Salesflare runs $29 (Growth), $49 (Pro), and $99 (Enterprise) per user/mo, with the Enterprise tier requiring a five-user minimum. Copper starts at $9/user/mo (Starter), but its cheap tiers omit core sales features like Opportunities and Leads, so most teams land on the $59/user Professional plan. Practically, Salesflare's full sales feature set is available much lower on the price ladder — its $29 Growth plan is the realistic entry point, versus Copper's $59.

Ecosystem fit

This is the deciding factor for many teams. Copper is built directly into Gmail, Calendar, Drive, and Gemini — it's the CRM Google itself recommends — and the entire pipeline runs from a Gmail sidebar without context switching. If you're not on Google Workspace, most of Copper's advantage evaporates. Salesflare is ecosystem-agnostic: it works natively with both Gmail and Outlook, so Microsoft 365 shops aren't second-class citizens.

Sales tooling

Salesflare leans harder into the sales rep's toolkit.
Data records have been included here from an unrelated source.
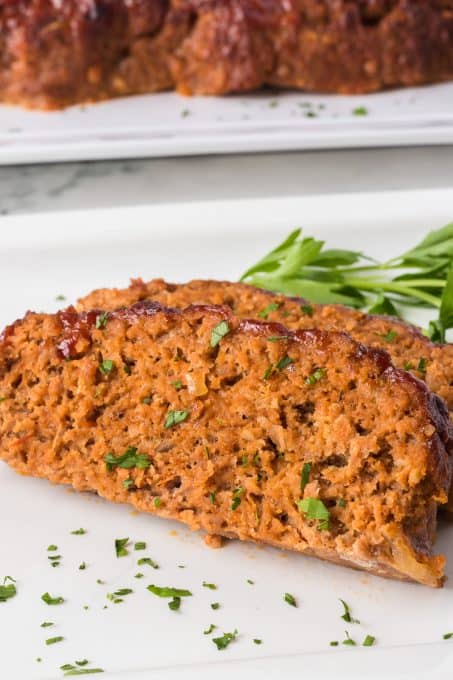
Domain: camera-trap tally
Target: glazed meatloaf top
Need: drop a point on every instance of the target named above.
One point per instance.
(305, 440)
(409, 349)
(56, 53)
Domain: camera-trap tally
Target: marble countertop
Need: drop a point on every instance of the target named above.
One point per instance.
(37, 188)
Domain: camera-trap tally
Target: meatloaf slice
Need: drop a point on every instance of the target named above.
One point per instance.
(408, 348)
(304, 440)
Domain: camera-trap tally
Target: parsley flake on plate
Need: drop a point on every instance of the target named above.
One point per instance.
(346, 616)
(219, 332)
(48, 599)
(120, 547)
(290, 599)
(225, 640)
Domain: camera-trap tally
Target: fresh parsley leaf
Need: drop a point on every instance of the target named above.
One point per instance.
(149, 561)
(165, 591)
(120, 547)
(348, 640)
(174, 418)
(305, 476)
(140, 545)
(219, 332)
(225, 640)
(107, 366)
(313, 508)
(346, 616)
(129, 459)
(290, 599)
(48, 599)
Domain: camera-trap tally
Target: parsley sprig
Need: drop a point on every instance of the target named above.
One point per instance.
(422, 276)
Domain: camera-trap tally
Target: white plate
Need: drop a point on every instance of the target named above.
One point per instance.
(46, 255)
(168, 125)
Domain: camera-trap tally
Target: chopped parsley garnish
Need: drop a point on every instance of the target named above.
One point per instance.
(174, 418)
(307, 309)
(48, 599)
(140, 545)
(129, 459)
(107, 366)
(390, 336)
(348, 640)
(237, 493)
(7, 591)
(120, 547)
(305, 476)
(224, 641)
(316, 376)
(284, 362)
(346, 616)
(175, 603)
(101, 320)
(148, 560)
(290, 599)
(219, 332)
(422, 365)
(315, 509)
(165, 591)
(267, 310)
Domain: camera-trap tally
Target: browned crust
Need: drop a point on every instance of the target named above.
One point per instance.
(71, 336)
(53, 55)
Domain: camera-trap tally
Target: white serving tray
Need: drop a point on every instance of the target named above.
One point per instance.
(141, 639)
(169, 125)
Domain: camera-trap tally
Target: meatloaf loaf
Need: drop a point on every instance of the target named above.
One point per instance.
(54, 53)
(305, 440)
(408, 348)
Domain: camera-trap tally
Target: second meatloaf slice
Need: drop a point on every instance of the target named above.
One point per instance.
(308, 441)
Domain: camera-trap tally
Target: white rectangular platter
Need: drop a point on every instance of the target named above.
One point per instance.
(69, 253)
(169, 125)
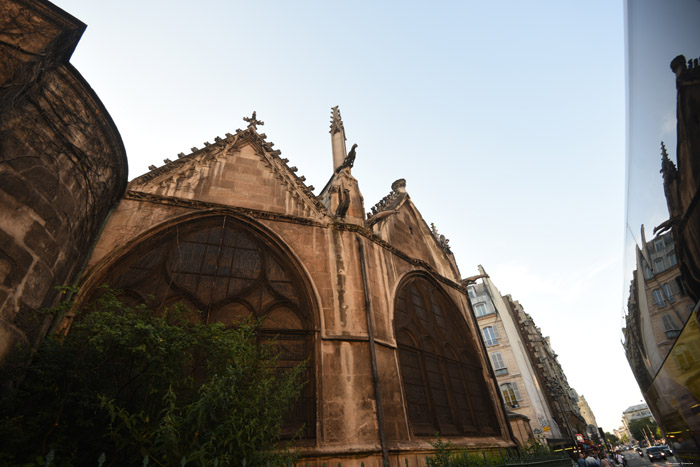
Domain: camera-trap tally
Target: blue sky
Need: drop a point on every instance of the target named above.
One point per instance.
(506, 118)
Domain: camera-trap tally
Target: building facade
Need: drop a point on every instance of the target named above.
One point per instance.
(661, 333)
(561, 397)
(531, 380)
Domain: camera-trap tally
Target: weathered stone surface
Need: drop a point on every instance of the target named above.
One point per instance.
(62, 164)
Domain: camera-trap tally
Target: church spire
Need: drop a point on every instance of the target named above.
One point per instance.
(337, 138)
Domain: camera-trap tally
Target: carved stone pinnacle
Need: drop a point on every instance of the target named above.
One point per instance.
(253, 122)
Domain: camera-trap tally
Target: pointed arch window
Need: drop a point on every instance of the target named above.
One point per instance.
(442, 376)
(229, 272)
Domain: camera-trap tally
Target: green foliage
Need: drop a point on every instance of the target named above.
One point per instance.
(130, 383)
(446, 456)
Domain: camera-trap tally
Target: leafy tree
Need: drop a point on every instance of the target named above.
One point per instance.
(130, 383)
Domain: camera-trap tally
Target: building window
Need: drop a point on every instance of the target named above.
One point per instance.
(490, 334)
(679, 286)
(439, 365)
(659, 265)
(670, 327)
(511, 394)
(659, 245)
(668, 293)
(658, 297)
(672, 259)
(499, 367)
(480, 309)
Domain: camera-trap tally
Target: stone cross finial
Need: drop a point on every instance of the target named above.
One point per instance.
(253, 122)
(336, 121)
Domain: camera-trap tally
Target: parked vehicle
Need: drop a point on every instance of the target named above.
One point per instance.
(658, 453)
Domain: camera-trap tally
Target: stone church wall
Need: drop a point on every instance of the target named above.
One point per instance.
(62, 166)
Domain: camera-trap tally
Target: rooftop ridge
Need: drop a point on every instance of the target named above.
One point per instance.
(441, 240)
(250, 134)
(685, 69)
(390, 201)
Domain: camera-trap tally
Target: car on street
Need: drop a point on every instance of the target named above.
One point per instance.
(658, 453)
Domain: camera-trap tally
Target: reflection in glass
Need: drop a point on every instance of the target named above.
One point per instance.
(662, 272)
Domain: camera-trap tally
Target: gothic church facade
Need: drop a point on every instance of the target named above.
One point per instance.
(373, 301)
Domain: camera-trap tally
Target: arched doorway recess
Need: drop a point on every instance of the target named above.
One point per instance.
(229, 271)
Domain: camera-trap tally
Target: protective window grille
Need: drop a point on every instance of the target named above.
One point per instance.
(441, 374)
(490, 335)
(669, 325)
(672, 259)
(499, 367)
(658, 297)
(222, 268)
(658, 265)
(509, 395)
(668, 292)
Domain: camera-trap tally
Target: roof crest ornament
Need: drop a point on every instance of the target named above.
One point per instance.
(336, 121)
(390, 201)
(253, 122)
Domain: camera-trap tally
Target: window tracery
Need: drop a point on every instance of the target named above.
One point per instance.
(228, 272)
(440, 369)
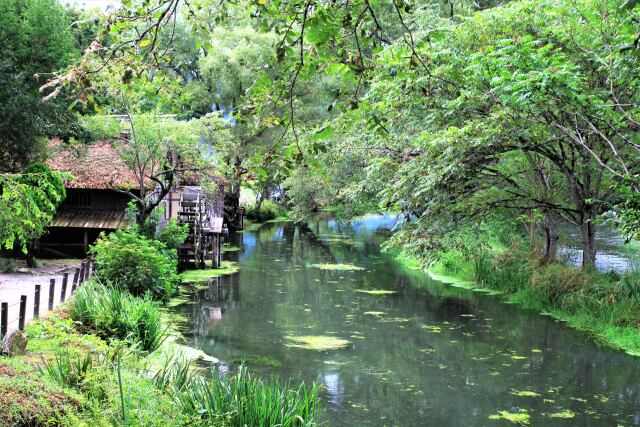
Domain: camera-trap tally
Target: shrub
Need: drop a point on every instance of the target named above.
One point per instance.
(135, 263)
(268, 210)
(8, 265)
(114, 313)
(240, 399)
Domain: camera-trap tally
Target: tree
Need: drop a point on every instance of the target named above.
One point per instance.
(36, 40)
(160, 150)
(28, 204)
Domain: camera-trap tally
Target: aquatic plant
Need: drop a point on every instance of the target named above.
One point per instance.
(238, 400)
(136, 263)
(566, 414)
(520, 418)
(194, 276)
(376, 291)
(317, 342)
(114, 313)
(337, 267)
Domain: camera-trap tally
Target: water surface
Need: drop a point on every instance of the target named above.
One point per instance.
(431, 354)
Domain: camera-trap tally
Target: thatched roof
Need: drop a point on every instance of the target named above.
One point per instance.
(83, 218)
(99, 166)
(96, 166)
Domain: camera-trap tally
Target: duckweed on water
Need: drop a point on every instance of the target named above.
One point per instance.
(337, 267)
(317, 342)
(520, 418)
(193, 276)
(566, 414)
(525, 393)
(376, 291)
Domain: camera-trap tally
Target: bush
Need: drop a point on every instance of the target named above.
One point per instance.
(8, 265)
(240, 399)
(114, 313)
(268, 210)
(136, 263)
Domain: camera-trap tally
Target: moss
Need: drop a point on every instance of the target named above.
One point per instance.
(193, 276)
(317, 342)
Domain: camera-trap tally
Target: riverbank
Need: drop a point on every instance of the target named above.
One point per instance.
(88, 363)
(604, 305)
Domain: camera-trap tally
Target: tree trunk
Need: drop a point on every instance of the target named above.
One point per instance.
(588, 232)
(551, 238)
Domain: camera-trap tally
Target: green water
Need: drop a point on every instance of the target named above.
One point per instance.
(428, 355)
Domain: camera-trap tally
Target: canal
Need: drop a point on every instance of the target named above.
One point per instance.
(412, 351)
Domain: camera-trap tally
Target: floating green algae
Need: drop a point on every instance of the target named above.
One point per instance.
(525, 393)
(566, 414)
(374, 313)
(193, 276)
(520, 418)
(337, 267)
(376, 291)
(317, 342)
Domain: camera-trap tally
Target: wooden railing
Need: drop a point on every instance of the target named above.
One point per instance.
(21, 309)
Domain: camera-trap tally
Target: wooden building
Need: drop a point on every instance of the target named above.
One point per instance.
(96, 202)
(93, 203)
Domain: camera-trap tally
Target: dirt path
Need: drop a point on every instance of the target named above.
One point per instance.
(24, 281)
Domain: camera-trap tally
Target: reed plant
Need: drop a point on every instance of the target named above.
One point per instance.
(114, 313)
(239, 399)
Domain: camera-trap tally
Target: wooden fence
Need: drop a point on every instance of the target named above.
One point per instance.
(31, 303)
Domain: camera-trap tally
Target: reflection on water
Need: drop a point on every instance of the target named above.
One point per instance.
(613, 253)
(428, 354)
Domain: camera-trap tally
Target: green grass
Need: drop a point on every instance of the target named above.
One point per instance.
(71, 379)
(194, 276)
(113, 313)
(238, 400)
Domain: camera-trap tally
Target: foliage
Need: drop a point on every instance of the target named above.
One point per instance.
(69, 371)
(28, 204)
(100, 127)
(239, 399)
(114, 313)
(8, 265)
(136, 263)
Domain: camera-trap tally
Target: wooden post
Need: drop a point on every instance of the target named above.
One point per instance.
(76, 275)
(4, 313)
(81, 278)
(23, 312)
(63, 293)
(52, 290)
(36, 303)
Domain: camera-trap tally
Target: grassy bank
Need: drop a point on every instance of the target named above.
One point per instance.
(108, 359)
(606, 305)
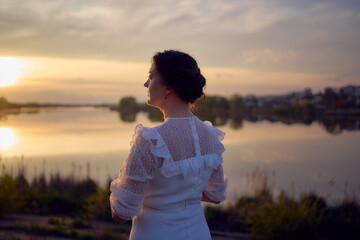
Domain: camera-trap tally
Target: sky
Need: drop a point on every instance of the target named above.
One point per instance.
(90, 51)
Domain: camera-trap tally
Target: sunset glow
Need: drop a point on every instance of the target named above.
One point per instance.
(10, 70)
(7, 138)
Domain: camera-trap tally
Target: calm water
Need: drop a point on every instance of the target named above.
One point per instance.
(296, 158)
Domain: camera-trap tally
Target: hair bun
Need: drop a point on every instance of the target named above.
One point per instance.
(180, 72)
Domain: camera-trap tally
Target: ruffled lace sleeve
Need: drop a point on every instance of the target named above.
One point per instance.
(216, 187)
(128, 190)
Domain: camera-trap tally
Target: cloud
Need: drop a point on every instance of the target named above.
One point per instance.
(310, 37)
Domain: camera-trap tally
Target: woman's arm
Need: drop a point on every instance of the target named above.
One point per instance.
(206, 199)
(116, 218)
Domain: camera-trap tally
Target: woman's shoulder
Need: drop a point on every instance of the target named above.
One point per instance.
(216, 131)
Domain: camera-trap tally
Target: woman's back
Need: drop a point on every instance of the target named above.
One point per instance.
(170, 168)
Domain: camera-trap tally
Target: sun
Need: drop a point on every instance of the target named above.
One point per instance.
(10, 70)
(7, 138)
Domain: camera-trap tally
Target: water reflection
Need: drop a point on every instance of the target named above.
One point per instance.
(7, 138)
(98, 140)
(331, 124)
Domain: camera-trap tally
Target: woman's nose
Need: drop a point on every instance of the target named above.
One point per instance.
(146, 84)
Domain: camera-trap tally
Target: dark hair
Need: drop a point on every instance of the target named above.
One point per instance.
(180, 72)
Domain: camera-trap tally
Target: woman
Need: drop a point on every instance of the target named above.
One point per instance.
(171, 168)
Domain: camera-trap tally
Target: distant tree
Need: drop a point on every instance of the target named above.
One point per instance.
(3, 103)
(128, 103)
(237, 102)
(216, 102)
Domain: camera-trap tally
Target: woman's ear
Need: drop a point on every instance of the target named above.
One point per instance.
(168, 91)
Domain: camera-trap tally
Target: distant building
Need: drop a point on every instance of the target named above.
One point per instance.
(251, 101)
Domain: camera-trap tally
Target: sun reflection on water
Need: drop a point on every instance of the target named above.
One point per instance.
(7, 138)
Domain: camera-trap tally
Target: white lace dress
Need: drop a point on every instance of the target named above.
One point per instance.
(161, 182)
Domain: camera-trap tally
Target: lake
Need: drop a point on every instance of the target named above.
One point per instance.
(94, 142)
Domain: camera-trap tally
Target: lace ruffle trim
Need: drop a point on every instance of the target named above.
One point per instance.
(184, 167)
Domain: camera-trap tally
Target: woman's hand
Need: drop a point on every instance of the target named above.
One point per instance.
(206, 199)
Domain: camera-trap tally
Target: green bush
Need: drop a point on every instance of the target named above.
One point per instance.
(11, 198)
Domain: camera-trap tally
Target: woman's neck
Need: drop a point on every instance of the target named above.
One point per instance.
(176, 109)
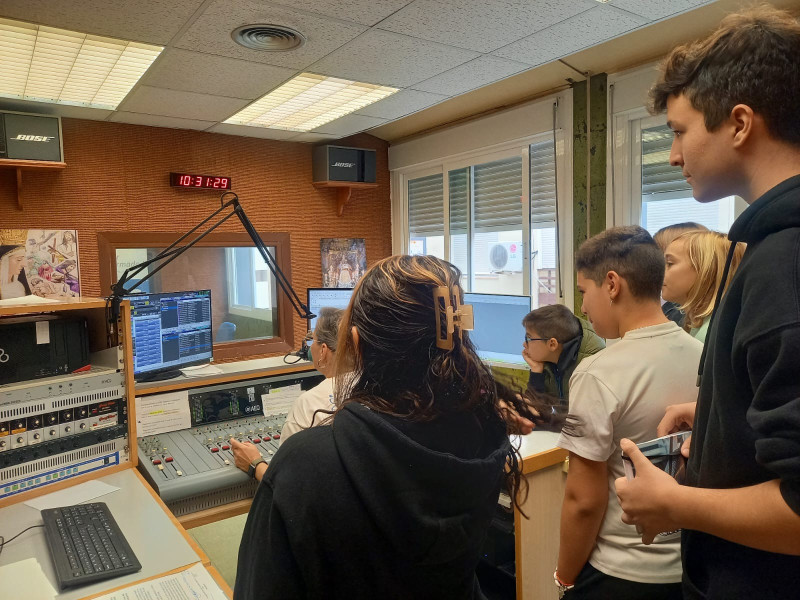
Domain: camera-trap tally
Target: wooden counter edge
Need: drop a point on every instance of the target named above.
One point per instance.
(542, 460)
(189, 539)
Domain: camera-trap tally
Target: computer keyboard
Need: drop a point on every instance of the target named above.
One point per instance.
(86, 544)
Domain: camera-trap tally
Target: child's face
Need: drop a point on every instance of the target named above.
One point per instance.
(597, 307)
(537, 349)
(679, 276)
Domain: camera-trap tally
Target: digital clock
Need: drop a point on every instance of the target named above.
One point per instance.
(202, 182)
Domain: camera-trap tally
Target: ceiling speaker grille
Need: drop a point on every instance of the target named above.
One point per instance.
(272, 38)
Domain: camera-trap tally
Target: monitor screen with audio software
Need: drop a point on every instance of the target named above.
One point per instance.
(333, 297)
(170, 330)
(498, 333)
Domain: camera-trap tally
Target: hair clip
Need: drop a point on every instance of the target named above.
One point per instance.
(451, 316)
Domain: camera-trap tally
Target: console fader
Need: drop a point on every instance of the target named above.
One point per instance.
(193, 469)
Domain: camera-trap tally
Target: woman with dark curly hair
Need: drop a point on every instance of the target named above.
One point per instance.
(394, 498)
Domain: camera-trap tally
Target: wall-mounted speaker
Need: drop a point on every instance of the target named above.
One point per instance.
(25, 136)
(338, 163)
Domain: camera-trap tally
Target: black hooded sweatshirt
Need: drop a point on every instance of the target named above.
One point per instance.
(374, 507)
(747, 424)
It ships a built-in Lead Finder to source and enrich prospects without a separate tool, native email sequences for outreach at scale, and relationship intelligence that flags how connected your team is to each account and which relationships are at risk. Copper has strong auto-capture, a project-management layer for post-sale work, and AI tools (Copper GPT for natural-language queries, an email rewriter, and a LinkedIn email finder in beta) — but it's less of a prospecting-and-sequencing engine than Salesflare.

Adoption and satisfaction

Both target the "nobody updates the CRM" problem, and both score well, but Salesflare is unusually highly rated — consistently around 4.8/5 across hundreds of reviews. Its automation-first design is the most direct answer to a CRM that previously died from neglect. Copper's adoption story is strongest precisely because reps never leave Gmail.

Limits

Neither is built for complex enterprise sales. Copper's reporting and forecasting are solid but not as deep as Salesforce for large orgs. Salesflare is purpose-built for B2B sales pipelines and isn't a fit for complex customer-success or post-sale workflows — where Copper's project layer actually gives it an edge.

Who should pick what

  • Google Workspace agencies and consultancies → Copper. Native Gmail/Calendar/Drive workflow.
  • Lean B2B sales teams under 50 → Salesflare. Auto-fill plus lead finder plus sequences.
  • Microsoft 365 shops → Salesflare. Copper's value is tied to Google.
  • Teams that manage post-sale client work in the CRM → Copper. Built-in project layer.
  • Budget-conscious sellers wanting full features early → Salesflare. Full sales toolset at $29.

Bottom line

Choose by stack and motion. If your company runs on Google Workspace and relationship management matters more than heavy outbound, Copper is the most frictionless CRM you can adopt. If you want a lean, automation-first B2B sales tool with built-in prospecting and sequences — and you're not wedded to Google — Salesflare delivers more sales horsepower per dollar and is one of the easiest CRMs to actually keep up to date.